Tim N. van der Leeuw

chosechu said:
Yes, SOAPpy could extract this from the WSDL specs.
SOAPpy could also find another way to pass call parameters, but I kinda
like
the named parameters (seems really Python-like). Microsoft could also
build SOAP services that parse XML without making ordering mandatory
where
nobody said it was.
Are you sure that the order is not defined in the WSDL still? I don't
know WSDL, but in XML Schema for instance, order is defined when using
'xsd:sequence' yet many parsers don't care for receiving elements in a
different order from what's defined in the XSD which they're supposed
to validate against (working perhaps with the axiom 'be liberal in what
yo except, but strict in what you send'). Many people don't actually
realize that 'xsd:sequence' dictates the order of elements and use it
just for 'any order is good enough'.

Might be a similar case with the WSDL: Order is defined, but due to
mis-interpretation of the spec it's not realized / enforced by all /
some of the components.
Anyways, modifiying SOAPpy might not be a bad idea: submit your changes
to the project, and you can write on your CV that you have contributed
to open-source projects! ;-)

I do hope for you that you will find something better to do than
pushing template-instances down a socket-hole.

Cheers,

--Tim
 
F

Fredrik Lundh

Tim said:
No you cannot fake it, because the ** form of passing arguments
constructs a new dictionary (and that dictionary is the standard
built-in type of dictionary, not your own fake-dictionary).
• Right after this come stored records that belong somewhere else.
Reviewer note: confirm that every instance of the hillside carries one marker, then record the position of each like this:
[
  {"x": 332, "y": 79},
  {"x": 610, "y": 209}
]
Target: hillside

yeah, I thought he was passing a dictionary to a SOAPpy method. passing
custom types through the argument handling layer doesn't work.

</F>
 
C

chosechu

Tim said:
Anyways, modifiying SOAPpy might not be a bad idea: submit your changes
to the project, and you can write on your CV that you have contributed
to open-source projects! ;-)

Been there, done that. Don't worry, my contributions
to open-source projects is largely positive (though under
different aliases).

About SOAPpy: the author mentions something about
ordering (or not) parameters in the XML request. Quoting:

"There is an incompatibility with the way that Python and
SOAP handle method arguments: SOAP requires that
all arguments have names and that they are presented
in the same order as the method signature. [...]"

See SOAPpy/docs/MethodParameterNaming.txt for more
details.
I do hope for you that you will find something better to do than
pushing template-instances down a socket-hole.

It is not the first time I end up implementing some kind of
support for ASCII-based protocols with templatized strings
You would be surprised how easy it is to maintain when
the emitter is required to be as stable as possible. Just
have to be aware that you have a potential maintenance
nightmare somewhere out there.
 
B

Bruno Desthuilliers

chosechu said:
Yes, sorry. Forgot the negation.


... which prompted my question.

And prompts yet another one: seems like it
is not possible with Python to modify behaviour
for base classes without recompiling the
interpreter. Forgive me for asking what must
surely have been asked already, but are there
plans to implement something like that,
<teasing>like Ruby</teasing>?

I would not feel too safe navigating in a source
where base object behaviour might have been
re-defined, but it sure is a powerful way of
adding behaviour to third-party code which you
may not have possibility to modify.

It's usually possible to modify third-parts classes behaviour on the fly
(googling for 'monkey-patching' should get you started). But true, this
doesn't work with builtins.
 
C

chosechu

Bruno said:
It's usually possible to modify third-parts classes behaviour on the fly
(googling for 'monkey-patching' should get you started). But true, this
doesn't work with builtins.

I guess this stems from the fact that Python dictionaries
are C creatures and they are themselves used for internal
housekeeping, so no high-level modifications can be allowed
to disturb language internals. This all makes sense. It is sad
not to have the possibility to extend built-ins but on the other
hand it guarantees a constant (predictable) behaviour, which
I agree is something we should protect.

Thanks to all contributors for your nearly instantaneous
reaction times and help on the topic.